Aurich ist Gastronom und betreibt unter anderem den "Food-Court", darüber hinaus ist er noch Gastronomie-Sachverständiger bei der IHK, Stadtverbandsvorsitzender des Dehoga (Deutscher Hotel- und Gaststättenverband) und Lehrbeauftragter an der Hochschule Heilbronn. Die Rolle eines Sprechers für Gastronomie und Hotellerie ist ihm damit fast von selbst zugefallen, er füllt sie auch im Gemeinderat seit Jahren engagiert aus – und er erinnerte daran, dass die Gastronomie in der Stadt inzwischen mehr Umsatz generiere als der Einzelhandel. Die Erkenntnis, dass diese "überlebensnotwendig" sind, hat sich inzwischen durchgesetzt.

Diesem Umstand hatte auch Oberbürgermeister Harry Mergel rasch Rechnung getragen und als erste Interessenvertreter-Gruppe (andere sollen noch folgen) 35 Gastronomen zu einem Gespräch ins Rathaus eingeladen. Nach den jüngsten Erleichterungen durch die dafür handlungsbevollmächtigte Landesregierung, deren Bekanntgabe verbunden war mit einer Reihe schwer nachvollziehbarer Verwirrungen im Geflecht von Vorschriften beziehungsweise in deren Umsetzung, kann man in Heilbronn auch deshalb Licht am Ende des Tunnels sehen: Gemeinderat und Stadtverwaltung sind offenkundig bereit, das ihnen mögliche zu tun, um Leben und Frequenz in die Gasthäuser, Hotels und eben auch in die Stadt zu bringen. Längst nicht alle von ihnen, daran ließ Aurich keinen Zweifel, werden die derzeitige Krise überleben, auch nicht, wenn das Verwaltungshandeln aktuell schnell, kreativ und unbürokratisch verläuft. Dass das möglich ist, hat auch viele Mitglieder des Gemeinderates erstaunt und erfreut. Das zeigte sich in der anschließenden Diskussion zum Beschluss.

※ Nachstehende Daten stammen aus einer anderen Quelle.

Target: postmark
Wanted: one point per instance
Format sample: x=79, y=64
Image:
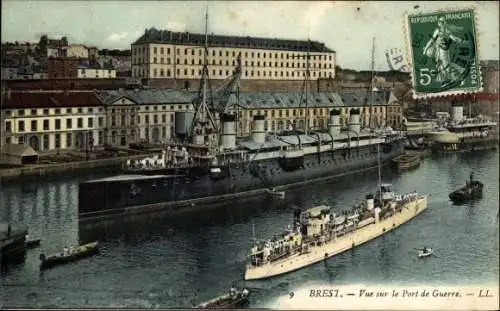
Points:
x=396, y=59
x=443, y=56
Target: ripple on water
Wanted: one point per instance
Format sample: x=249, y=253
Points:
x=162, y=261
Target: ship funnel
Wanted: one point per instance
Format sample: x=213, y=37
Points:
x=369, y=202
x=377, y=214
x=457, y=112
x=334, y=124
x=198, y=138
x=228, y=137
x=258, y=133
x=354, y=124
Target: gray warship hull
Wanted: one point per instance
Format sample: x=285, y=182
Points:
x=188, y=188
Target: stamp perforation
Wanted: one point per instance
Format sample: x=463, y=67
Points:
x=410, y=52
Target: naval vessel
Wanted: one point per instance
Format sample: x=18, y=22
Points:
x=212, y=164
x=319, y=233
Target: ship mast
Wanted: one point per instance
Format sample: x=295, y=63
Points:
x=379, y=174
x=306, y=83
x=308, y=56
x=202, y=110
x=371, y=82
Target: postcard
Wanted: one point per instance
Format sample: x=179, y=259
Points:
x=289, y=155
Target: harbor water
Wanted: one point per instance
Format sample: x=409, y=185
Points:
x=164, y=261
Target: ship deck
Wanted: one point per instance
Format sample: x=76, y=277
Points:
x=130, y=177
x=339, y=245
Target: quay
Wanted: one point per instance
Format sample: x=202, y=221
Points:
x=47, y=169
x=12, y=243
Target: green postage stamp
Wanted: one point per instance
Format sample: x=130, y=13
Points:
x=443, y=53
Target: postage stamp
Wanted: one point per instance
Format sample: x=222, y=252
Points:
x=443, y=56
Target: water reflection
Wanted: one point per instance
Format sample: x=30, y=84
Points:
x=166, y=260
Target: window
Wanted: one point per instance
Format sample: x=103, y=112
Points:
x=8, y=127
x=69, y=140
x=45, y=142
x=58, y=141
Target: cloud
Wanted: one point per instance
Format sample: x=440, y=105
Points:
x=313, y=15
x=116, y=37
x=176, y=26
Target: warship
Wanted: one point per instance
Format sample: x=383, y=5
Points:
x=319, y=233
x=212, y=164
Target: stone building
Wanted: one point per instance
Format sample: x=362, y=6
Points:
x=163, y=54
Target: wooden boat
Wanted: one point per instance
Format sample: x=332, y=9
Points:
x=234, y=299
x=276, y=193
x=425, y=252
x=32, y=243
x=69, y=255
x=473, y=190
x=407, y=161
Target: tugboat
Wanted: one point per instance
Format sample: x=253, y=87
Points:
x=425, y=252
x=234, y=299
x=31, y=243
x=68, y=255
x=406, y=161
x=473, y=190
x=318, y=233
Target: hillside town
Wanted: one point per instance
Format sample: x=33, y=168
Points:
x=60, y=96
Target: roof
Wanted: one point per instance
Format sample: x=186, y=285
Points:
x=362, y=97
x=154, y=35
x=271, y=142
x=51, y=100
x=19, y=150
x=264, y=100
x=152, y=96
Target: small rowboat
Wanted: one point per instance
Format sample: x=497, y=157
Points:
x=32, y=243
x=233, y=300
x=426, y=252
x=71, y=255
x=276, y=193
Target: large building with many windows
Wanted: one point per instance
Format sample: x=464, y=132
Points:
x=284, y=111
x=163, y=54
x=54, y=121
x=64, y=121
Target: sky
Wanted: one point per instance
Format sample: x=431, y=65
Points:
x=346, y=27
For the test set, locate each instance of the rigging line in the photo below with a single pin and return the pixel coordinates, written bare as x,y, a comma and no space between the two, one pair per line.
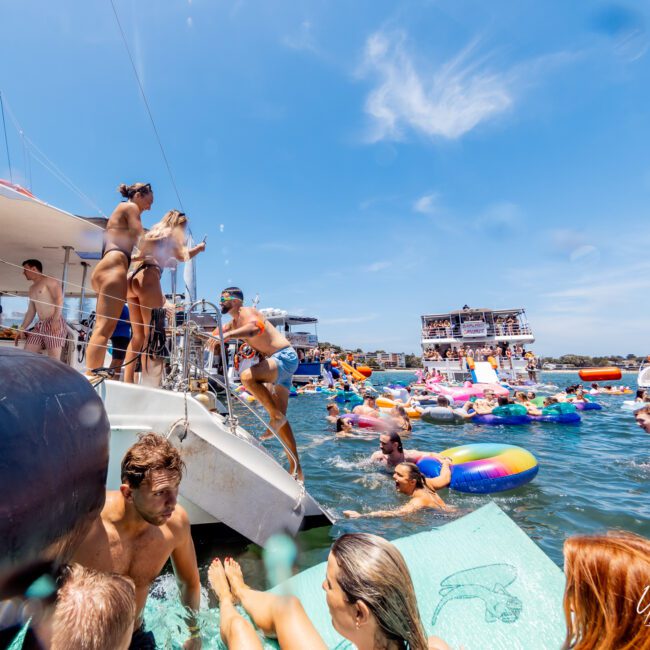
4,126
146,103
54,170
49,165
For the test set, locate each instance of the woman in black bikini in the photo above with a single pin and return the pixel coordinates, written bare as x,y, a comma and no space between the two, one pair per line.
163,243
108,279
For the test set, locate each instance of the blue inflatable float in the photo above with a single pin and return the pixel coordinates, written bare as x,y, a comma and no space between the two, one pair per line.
484,468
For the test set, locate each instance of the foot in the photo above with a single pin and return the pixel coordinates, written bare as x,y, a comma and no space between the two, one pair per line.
235,578
274,426
218,580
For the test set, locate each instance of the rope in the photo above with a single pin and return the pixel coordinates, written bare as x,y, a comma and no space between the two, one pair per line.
47,163
146,103
4,126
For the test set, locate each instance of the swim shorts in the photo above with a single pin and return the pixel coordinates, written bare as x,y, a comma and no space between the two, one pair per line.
119,344
48,334
142,639
287,361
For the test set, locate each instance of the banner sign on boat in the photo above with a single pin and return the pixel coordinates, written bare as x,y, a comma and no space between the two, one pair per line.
302,339
473,328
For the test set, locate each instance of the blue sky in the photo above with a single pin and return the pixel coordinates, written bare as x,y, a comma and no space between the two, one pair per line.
367,161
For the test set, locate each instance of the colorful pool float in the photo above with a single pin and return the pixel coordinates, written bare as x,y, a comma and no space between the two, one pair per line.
483,468
367,422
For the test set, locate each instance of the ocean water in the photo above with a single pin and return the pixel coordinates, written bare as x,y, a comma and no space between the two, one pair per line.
592,477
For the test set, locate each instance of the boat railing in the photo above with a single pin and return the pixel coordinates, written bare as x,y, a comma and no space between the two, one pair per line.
189,365
492,330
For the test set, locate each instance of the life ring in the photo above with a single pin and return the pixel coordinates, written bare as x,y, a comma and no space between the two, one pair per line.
441,415
483,468
245,351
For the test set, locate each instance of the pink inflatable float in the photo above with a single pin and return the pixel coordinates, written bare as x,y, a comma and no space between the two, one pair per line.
467,390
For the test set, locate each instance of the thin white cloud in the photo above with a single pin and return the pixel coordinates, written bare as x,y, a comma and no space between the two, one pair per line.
276,246
427,204
377,266
448,102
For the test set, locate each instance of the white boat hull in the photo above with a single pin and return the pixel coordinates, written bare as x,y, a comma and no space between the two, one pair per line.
229,478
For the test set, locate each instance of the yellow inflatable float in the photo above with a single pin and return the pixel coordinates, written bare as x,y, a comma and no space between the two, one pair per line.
386,404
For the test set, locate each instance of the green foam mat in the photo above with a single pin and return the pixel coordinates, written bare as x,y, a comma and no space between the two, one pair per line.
480,583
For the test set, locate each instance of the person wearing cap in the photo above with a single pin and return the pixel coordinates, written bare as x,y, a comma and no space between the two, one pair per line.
269,380
369,406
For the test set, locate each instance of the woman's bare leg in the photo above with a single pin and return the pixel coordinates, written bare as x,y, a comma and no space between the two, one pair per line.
111,296
137,341
236,632
146,287
280,616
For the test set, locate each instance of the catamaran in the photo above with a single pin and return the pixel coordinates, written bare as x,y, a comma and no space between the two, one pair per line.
231,478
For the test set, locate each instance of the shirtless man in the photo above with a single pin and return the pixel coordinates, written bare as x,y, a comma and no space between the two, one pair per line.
410,481
46,301
141,527
369,406
392,453
278,362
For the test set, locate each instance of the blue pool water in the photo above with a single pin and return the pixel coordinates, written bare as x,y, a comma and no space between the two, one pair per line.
593,476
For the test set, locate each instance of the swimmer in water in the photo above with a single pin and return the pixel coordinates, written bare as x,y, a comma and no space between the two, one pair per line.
392,453
410,481
333,413
642,417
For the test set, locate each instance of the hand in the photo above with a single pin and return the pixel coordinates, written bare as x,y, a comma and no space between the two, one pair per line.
193,643
212,344
170,309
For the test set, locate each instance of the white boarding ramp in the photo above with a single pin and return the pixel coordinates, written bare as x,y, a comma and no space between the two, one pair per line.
485,373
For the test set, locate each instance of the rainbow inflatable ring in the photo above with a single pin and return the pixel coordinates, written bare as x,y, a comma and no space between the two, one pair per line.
484,467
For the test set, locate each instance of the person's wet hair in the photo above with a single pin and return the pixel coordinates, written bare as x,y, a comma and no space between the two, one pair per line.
37,264
373,571
94,611
605,580
151,453
395,438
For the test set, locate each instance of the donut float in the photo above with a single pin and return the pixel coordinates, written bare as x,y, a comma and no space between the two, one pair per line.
483,468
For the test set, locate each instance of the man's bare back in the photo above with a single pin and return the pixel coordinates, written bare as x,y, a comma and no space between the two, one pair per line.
267,341
46,297
112,548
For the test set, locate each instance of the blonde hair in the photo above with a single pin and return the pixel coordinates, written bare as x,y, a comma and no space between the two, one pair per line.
606,576
167,235
94,610
373,570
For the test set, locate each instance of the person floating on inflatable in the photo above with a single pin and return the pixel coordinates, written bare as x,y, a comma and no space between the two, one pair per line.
276,368
410,481
392,453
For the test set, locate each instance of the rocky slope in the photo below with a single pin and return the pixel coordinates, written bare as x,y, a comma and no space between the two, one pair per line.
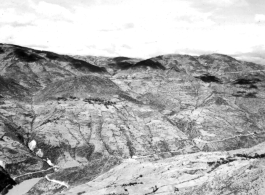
172,124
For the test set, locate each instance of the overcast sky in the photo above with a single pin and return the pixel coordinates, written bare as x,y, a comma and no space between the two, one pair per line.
136,28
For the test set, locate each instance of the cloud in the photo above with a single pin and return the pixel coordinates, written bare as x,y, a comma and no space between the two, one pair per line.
129,28
259,17
226,3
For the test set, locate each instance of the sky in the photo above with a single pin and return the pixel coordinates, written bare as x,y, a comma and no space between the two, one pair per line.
137,28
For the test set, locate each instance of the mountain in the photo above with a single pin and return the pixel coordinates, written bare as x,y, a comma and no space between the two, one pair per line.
171,124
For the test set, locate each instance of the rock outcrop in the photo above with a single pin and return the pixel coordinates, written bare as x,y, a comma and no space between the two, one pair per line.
131,126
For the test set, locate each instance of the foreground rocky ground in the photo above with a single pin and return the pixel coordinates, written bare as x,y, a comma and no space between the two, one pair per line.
173,124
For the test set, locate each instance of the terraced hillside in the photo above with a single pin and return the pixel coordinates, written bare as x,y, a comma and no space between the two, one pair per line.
172,124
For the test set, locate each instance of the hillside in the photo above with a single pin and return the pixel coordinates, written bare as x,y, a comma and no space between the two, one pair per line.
171,124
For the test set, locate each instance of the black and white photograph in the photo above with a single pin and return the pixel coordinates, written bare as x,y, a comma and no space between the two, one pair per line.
132,97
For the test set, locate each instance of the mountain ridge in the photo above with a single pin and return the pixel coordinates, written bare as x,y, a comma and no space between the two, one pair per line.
76,119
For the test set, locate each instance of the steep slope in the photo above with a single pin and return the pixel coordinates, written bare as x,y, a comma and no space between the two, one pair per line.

Das Maßnahmenpaket, es beruht auf zusammengefassten Anträgen der Fraktionen und der Verwaltung – auch dies ein nicht alltäglicher Vorgang –, wurde im Wesentlichen einstimmig angenommen. Es wird der Stadt Einnahmeverluste von rund 200.000 Euro bringen. Allerdings handelt es sich dabei eher um eine Phantom-Rechnung, denn nicht mehr existierende Betriebe können weder die nunmehr erlassenen Gebühren entrichten noch Steuern zahlen. Die neuen Regelungen sollen zunächst bis zum Herbst gelten. Jetzt aber darf die Gastronomie ihre Außenflächen, wo es möglich ist, bis um das Doppelte vergrößern, gebührenfrei. Und wo es etwas zu feiern gibt, kann man das jetzt eine Stunde länger tun, dank einer neuen Sperrstundenregelung.

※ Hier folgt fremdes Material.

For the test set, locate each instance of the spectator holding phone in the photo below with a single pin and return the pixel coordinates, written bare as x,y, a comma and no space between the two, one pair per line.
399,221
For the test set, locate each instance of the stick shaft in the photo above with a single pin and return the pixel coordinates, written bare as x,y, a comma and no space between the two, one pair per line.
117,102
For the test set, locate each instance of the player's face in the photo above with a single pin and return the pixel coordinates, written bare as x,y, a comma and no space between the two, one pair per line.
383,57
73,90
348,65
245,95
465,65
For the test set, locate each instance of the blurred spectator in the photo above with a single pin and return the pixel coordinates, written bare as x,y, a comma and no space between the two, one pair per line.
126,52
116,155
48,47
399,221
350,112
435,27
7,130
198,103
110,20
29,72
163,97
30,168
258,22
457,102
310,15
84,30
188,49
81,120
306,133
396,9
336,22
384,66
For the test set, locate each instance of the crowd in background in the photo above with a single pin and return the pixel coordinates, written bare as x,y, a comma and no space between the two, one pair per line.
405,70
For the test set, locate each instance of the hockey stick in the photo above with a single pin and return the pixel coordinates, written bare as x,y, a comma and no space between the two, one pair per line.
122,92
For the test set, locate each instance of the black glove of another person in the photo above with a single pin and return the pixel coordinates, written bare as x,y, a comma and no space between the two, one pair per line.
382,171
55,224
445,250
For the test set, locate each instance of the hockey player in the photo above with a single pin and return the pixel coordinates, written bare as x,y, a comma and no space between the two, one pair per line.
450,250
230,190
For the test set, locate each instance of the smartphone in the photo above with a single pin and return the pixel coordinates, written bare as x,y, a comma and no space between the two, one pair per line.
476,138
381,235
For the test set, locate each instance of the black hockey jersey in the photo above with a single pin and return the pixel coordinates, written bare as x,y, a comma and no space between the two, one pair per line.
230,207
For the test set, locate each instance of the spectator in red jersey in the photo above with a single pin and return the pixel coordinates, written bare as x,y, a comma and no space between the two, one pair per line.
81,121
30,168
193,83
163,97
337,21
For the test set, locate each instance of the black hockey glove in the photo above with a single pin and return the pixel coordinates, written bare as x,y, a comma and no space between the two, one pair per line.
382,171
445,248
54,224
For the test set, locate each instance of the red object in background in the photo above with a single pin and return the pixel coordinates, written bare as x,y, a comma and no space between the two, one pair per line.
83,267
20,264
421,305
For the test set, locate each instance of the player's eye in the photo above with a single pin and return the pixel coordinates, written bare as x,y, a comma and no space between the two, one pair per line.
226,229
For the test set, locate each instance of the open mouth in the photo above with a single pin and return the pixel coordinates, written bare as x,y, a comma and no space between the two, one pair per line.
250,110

Diese war einer von zwei Punkten, zu dem auch Bedenken geäußert wurden. Grünen-Fraktionsvorsitzende Susanne Bay mahnte an, keine unzumutbaren Zustände zu schaffen – für Nachbarn durch mehr Lärm, aber auch für Verkehrsteilnehmer, beispielsweise an der Unteren Neckarstraße. Dort herrschte auch schon vor Corona drangvolle Enge und damit ein permanenter Kleinkrieg zwischen Radlern und Fußgängern. Auch Konrad Wanner (Linke) nutzte die Gelegenheit, hier "endlich eine verkehrstechnisch zukunftsweisende Lösung" zu schaffen, indem man beispielsweise den Radverkehr um das Marra-Haus leitet. Von den beiden Stadträten der Linken kamen dann auch die einzigen Gegenstimmen zur Verlängerung der Sperrzeiten, weil dadurch mehr Lärm und mehr Konflikte drohten.

Nicht ganz so streng sah es Rainer Hinderer für die SPD, sagte aber auch, dass seine Fraktion ohne Corona nicht zugestimmt hätte. Nico Weinmann (FDP) erinnerte daran, dass der Erhalt der Gastronomievielfalt auch der Erhalt eines Kulturguts sei.

Dies hatte auch schon Bay thematisiert, indem sie die Bedeutung der Kneipen- und Klubszene ansprach. Hier dürfe man "keine dunklen Flecken" zulassen. In Mannheim zum Beispiel habe man dafür bereits modellhafte Lösungen gefunden, sagte Bay: Dort hat man nicht nur das Grillverbot an den Rheinterrassen und an den Neckarwiesen aufgehoben.